私が特別だから、貴方は私の名前を覚えていた。ならば私が貴方の名前を覚えていたのも、同じ理由なのだろうか。貴方も特別なのだろうか。
失礼な話だけれど、それは少し違うように思われたのだ。良くも悪くも彼は特別ではなかったからだ。
彼はキャプテンでも島キングでもない。スカル団の人のように悪いことを企んでいる訳でも、エーテル財団のように、お腹の中に得体の知れない何かを飼っている訳でもない。
あの山に建つ天文台の所長として、ポケモンの預かりシステムの管理人として、そしてマーマネの先輩として、彼は忙しい毎日を送っているようだった。
けれどそれはやはり、私がこの人を覚えておく理由にはならないように思われた。私とこの人との道は交わらず、どこまでも相容れないところに私と彼との物語は敷かれていた。

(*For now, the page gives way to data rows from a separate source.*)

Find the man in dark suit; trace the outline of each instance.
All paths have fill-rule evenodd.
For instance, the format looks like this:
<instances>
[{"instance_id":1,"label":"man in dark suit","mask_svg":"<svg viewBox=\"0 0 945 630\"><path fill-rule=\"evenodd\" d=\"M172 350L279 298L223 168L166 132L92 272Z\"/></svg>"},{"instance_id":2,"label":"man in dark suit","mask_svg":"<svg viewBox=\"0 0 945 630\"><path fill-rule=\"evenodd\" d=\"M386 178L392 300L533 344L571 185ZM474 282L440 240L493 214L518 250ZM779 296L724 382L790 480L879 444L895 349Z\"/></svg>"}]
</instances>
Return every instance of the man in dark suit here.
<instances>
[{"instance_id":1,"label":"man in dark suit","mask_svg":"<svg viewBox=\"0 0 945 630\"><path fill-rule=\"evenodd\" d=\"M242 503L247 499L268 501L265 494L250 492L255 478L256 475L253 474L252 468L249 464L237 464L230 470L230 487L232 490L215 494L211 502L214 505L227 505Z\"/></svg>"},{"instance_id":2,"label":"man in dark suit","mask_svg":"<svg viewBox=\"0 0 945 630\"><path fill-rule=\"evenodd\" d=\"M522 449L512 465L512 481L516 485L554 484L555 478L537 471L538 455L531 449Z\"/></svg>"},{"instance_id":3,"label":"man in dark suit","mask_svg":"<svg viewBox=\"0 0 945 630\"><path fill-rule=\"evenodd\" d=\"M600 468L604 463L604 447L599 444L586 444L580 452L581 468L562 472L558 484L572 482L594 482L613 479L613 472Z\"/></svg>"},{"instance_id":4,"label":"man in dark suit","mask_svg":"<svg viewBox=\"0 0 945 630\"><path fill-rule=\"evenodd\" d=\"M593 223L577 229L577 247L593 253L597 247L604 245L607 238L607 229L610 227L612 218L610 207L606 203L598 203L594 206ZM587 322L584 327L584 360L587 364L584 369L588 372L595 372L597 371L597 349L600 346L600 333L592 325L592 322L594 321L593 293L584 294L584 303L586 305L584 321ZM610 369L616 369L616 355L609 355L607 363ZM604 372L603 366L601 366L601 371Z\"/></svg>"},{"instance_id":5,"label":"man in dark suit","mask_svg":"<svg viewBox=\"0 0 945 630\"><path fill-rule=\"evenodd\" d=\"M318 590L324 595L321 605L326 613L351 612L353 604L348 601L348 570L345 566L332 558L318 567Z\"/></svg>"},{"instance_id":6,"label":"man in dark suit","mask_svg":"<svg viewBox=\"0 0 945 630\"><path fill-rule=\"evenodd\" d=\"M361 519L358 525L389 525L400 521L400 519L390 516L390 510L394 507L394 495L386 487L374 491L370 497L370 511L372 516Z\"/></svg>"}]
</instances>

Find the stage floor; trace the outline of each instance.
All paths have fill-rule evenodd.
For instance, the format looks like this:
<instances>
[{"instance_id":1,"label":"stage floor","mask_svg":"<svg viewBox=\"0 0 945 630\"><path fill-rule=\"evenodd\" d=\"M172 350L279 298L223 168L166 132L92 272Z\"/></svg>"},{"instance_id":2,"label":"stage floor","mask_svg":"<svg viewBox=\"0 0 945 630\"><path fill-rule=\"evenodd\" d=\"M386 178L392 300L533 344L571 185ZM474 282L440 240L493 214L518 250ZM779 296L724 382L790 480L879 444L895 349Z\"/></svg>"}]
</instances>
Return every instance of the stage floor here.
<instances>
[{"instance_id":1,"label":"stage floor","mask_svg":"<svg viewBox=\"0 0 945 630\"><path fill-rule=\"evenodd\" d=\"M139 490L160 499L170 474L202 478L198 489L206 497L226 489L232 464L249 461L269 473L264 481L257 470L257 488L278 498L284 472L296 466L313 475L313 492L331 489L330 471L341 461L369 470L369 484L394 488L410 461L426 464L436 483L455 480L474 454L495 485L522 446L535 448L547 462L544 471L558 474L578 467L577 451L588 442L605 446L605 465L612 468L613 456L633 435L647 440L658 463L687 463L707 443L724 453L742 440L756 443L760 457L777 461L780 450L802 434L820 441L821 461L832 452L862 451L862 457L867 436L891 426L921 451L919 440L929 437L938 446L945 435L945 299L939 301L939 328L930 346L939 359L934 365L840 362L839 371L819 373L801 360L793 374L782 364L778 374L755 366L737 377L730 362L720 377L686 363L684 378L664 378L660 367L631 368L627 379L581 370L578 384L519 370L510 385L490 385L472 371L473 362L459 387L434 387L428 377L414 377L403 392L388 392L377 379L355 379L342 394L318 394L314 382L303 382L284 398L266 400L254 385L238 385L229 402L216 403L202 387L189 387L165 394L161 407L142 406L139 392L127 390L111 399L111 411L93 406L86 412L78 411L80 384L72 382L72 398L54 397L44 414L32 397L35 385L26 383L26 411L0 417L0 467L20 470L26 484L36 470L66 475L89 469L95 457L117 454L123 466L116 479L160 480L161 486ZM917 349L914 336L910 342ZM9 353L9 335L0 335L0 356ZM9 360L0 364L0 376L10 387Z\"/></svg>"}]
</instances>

けれど私は貴方の名前を覚えていた。世界が、この広いアローラが貴方を特別だとしなくても、私は貴方を特別だとしていたのだ。
彼の何が私の中で特別であったのか、そんなことは全く分からなかった。けれども彼を覚えているということは、そういうことなのだ。だから貴方の名前を紡ぐことが叶ったのだ。
その理由は、きっとこれからも交わり続けるであろう私達の時間が教えてくれる。

『貴方が特別だったから、私も貴方の名前を思い出せたんだと思います。』
そう告げようとして、止めた。代わりに笑ってボールを構えた。彼も凍り付かせていた手を再び動かして、エアームドの入ったボールを取り出し、笑った。
そんな浮ついた、ふわふわとしたことを告げるのは、バトルが終わってからでいい。
バトルに夢中になり過ぎて、そんな言葉さえも忘れてしまっていたのなら、しかし、それはそれでいい。
その言葉を言い忘れたとしても、私はもう、貴方の名前を忘れないだろうから。いつも、いつでも思い出せるようになっている筈だから。

……ああ、ついでにもう一つ、その丁寧な言葉もやめてもらうようにお願いしてみよう。だって私は子供で彼は大人だ。彼が私に敬語を使う道理などまるでない。
私に敬意など示さなくていい。貴方が来てくれることが、此処で貴方に会えたことこそが敬意だ。だからそれだけでよかったのだ。

そう告げれば彼はどんな顔をするだろう。「まいったなあ」と笑ってくれるのかもしれない。「いや、これは譲れませんよ」と我を通すのかもしれない。
彼がどんな言葉を返してくれるのか、まるで読めない。読める程の時間を、私は彼と過ごしていない。この人と共有することの叶った時間はあまりにも短い。
だからこそ楽しみだった。貴方のことをこれから沢山、知ることが叶うかもしれないという期待に胸が膨らんだ。
そしてもっと、ずっと強くなっているのであろう彼と、今からこの最高の場所で戦えるという高揚に、心臓が張り裂けそうだった。

二人同時に、ボールを投げた。

2016.11.30
2016.12.2(加筆修正)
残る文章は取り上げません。